Indian academic and social entrepreneur

Saji Kurungatil Varghese is an Indian academic and social entrepreneur. He is an Associate Professor of English at Christ University, Bengaluru, and the founder of Sunbird Straws, a Bengaluru-based startup that makes biodegradable drinking straws and pens using naturally dried, fallen coconut leaves.

== Early life ==
Saji Kurungatil Varghese was born and raised in Nagpur division, Maharashtra. He did his schooling from Mount Carmel Convent School, Chandrapur, and holds an M.A. from Dr. Ambedkar College, Nagpur. He earned his Ph.D. in English from Nagpur University.

== Career ==
Varghese started his career teaching English in Nagpur. He then moved to Bengaluru, where he joined Christ University; as of 2025, he has been teaching for over 25 years and is currently an associate professor of English. He also leads the centre for Design and Innovation for Social Entrepreneurship (DAISE) at the university.

=== Sunbird Straws ===
In October 2017, during a walk on the Christ University campus grounds, Varghese came across a fallen coconut leaf. According to him, one of its leaflets was pointing upwards, appearing to be curled like a straw. After a closer look, he discovered that coconut leaves have their own epicuticular wax, making them water-resistant and antimycotic, causing them to be perfect for straws. Upon further inspection, he also found that the leaves could be softened without losing their structural integrity. In 2019, Varghese co-authored an article on the same in the Asian Journal of Plant Sciences. This ultimately inspired the creation of Sunbird Straws, which he founded in 2020 alongside students Chirag MG and Sandeep U after two years of research and experimentation. In the same year, Varghese was granted a patent for his innovation.

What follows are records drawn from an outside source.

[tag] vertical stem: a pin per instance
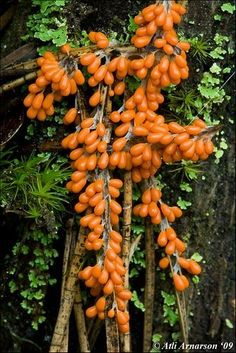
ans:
(182, 313)
(66, 256)
(127, 212)
(80, 322)
(112, 335)
(67, 301)
(149, 286)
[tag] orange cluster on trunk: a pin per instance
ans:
(134, 137)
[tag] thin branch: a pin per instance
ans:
(20, 81)
(182, 312)
(127, 212)
(149, 286)
(69, 294)
(80, 322)
(66, 259)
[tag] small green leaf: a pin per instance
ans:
(169, 299)
(185, 187)
(228, 323)
(217, 17)
(196, 257)
(215, 69)
(135, 299)
(183, 204)
(227, 7)
(156, 337)
(195, 279)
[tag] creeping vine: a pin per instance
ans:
(132, 137)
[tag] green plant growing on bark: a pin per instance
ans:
(47, 22)
(33, 186)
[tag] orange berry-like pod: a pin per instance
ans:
(78, 77)
(119, 88)
(164, 263)
(194, 267)
(91, 312)
(70, 116)
(95, 99)
(178, 282)
(162, 238)
(122, 318)
(108, 288)
(86, 273)
(87, 59)
(184, 263)
(170, 247)
(101, 304)
(146, 196)
(170, 233)
(65, 49)
(180, 246)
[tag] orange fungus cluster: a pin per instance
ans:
(133, 137)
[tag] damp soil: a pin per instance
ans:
(210, 220)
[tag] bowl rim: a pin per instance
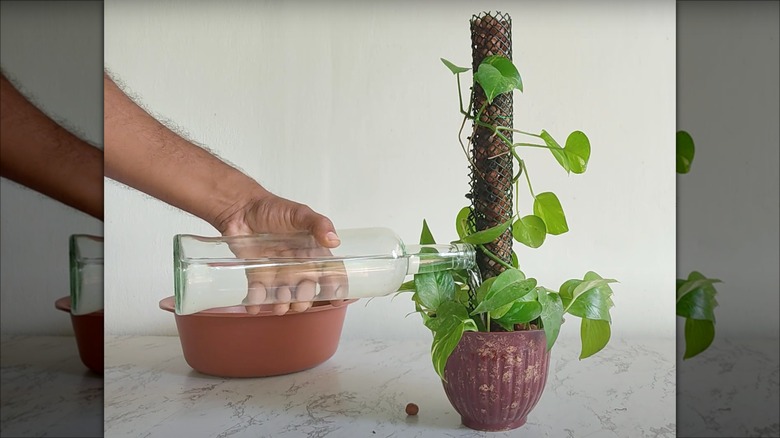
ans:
(63, 303)
(168, 304)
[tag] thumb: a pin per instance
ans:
(320, 227)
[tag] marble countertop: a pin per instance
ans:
(363, 389)
(730, 390)
(46, 390)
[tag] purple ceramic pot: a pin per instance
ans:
(495, 379)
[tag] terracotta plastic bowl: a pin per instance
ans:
(89, 335)
(228, 342)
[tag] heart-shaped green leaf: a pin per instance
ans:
(434, 288)
(445, 340)
(552, 314)
(520, 312)
(530, 231)
(577, 151)
(696, 297)
(509, 286)
(497, 75)
(454, 68)
(487, 236)
(594, 334)
(426, 238)
(462, 223)
(685, 152)
(549, 209)
(698, 336)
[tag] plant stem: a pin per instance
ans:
(527, 178)
(494, 257)
(533, 145)
(504, 128)
(460, 97)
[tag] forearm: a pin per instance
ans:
(144, 154)
(41, 155)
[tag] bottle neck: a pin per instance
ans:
(434, 258)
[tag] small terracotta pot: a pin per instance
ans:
(495, 379)
(89, 335)
(228, 342)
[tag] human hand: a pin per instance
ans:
(289, 284)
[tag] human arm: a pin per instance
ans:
(42, 155)
(144, 154)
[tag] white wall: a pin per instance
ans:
(729, 100)
(53, 51)
(345, 106)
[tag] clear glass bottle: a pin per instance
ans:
(86, 274)
(213, 272)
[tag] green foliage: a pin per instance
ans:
(695, 296)
(696, 303)
(530, 231)
(497, 75)
(685, 152)
(511, 301)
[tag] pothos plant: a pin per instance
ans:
(450, 304)
(695, 295)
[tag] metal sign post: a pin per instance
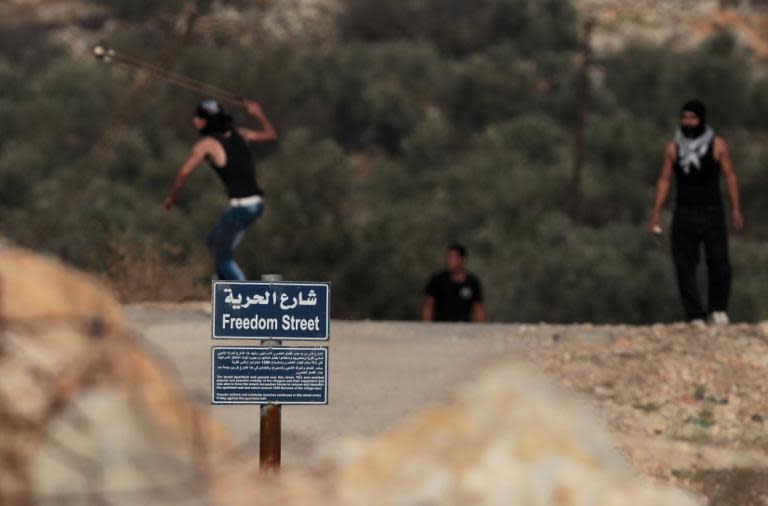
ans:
(270, 431)
(271, 374)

The company aims to replace non-biodegradable, single-use plastic straws and reduce pollution and CO_{2} emissions. It employs about 200 rural women across coastal India, and makes around 700,000 straws a month. It was initially funded by Christ University, and incubated by IIM Bangalore's incubation centre, NSRCEL. Most leaves for the purpose are sourced from Karnataka, Kerala and Tamil Nadu, and the company has production centres in Kasargod and Palakkad in Kerala, Thoothukudi in Tamil Nadu and Bannur in Karnataka. While the straw-making process initially was time- and labour-intensive, the company has now developed technologically advanced machines and conveyor systems to rapidly increase output, reduce costs, and increase profits. As of 2020, Sunbird Straws has exported to over 25 countries.

== Awards and honours ==
In 2019, Varghese was invited to be a part of the President of India's business delegation to the Philippines. He also won the Swadeshi Startup Award from the Indian Institute of Technology, Delhi in 2018. His startup was also the only Indian startup to be shortlisted for the Youth Ecopreneur Award in Mongolia in 2023. He is also a recipient of the Honey Bee Network Creativity and Inclusivity Award, and the Swiss Re Shine Entrepreneur Award.